1. Isn't it a perfect epitomy of the age we live in when the old euphemism "the f-word" has been replaced by the new euphemism "the f-bomb"?
2. Yes, I downloaded the new Radiohead album IN RAINBOWS and found it to be the most listenable and accessible since Thom Yorke spent most of a decade in the wilderness of experimentation. But I wonder sometimes about the way Radiohead and its management have trained the rock press to applaud everything the band does as sheer unadulterated genius. And, given the recent exodus of veteran artists from traditional record labels to controlling their own careers (it's probably considered irrelevant to have a memory of John Prine doing exactly this over two decades ago), it's kind of amusing to see Radiohead treated as if they're the first band to think of such a radical notion.
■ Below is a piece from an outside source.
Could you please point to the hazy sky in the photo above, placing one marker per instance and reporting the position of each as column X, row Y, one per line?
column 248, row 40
3. Tim Rutten, in Saturday's LOS ANGELES TIMES, paused in the middle of an article about Ann Coulter's anti-Semitism (another in her periodic "everyone should convert to Christianity" rants which began after 9/11) to mention the current belief system that offensive speech must be silenced. Unfortunately, the Left and Right won't let go of this notion. And don't get me started about certain members of the Los Angeles poetry community--where the bar for "offensiveness" tends to be set according to whether or not you're talking about someone universally regarded as "popular."
4. Having been to San Francisco last week, it's quite sobering to observe the gentrification going on in the poorer neighborhoods (just like neighboring city Oakland and my city Los Angeles) where mayor Gavin Newsom is hot to lock up homeless people for "quality of life" violations (meaning "get them out of the eyelines of the affluent and the tourists") and even hotter to build more housing for the Priveleged Classes at the expense of the less well-off. At this rate, maybe Alcatraz could be razed to build luxury condos for those who like the idea of island living and safe isolation from the little people--becoming the equivalent of BLADE RUNNER's Off-World Colonies.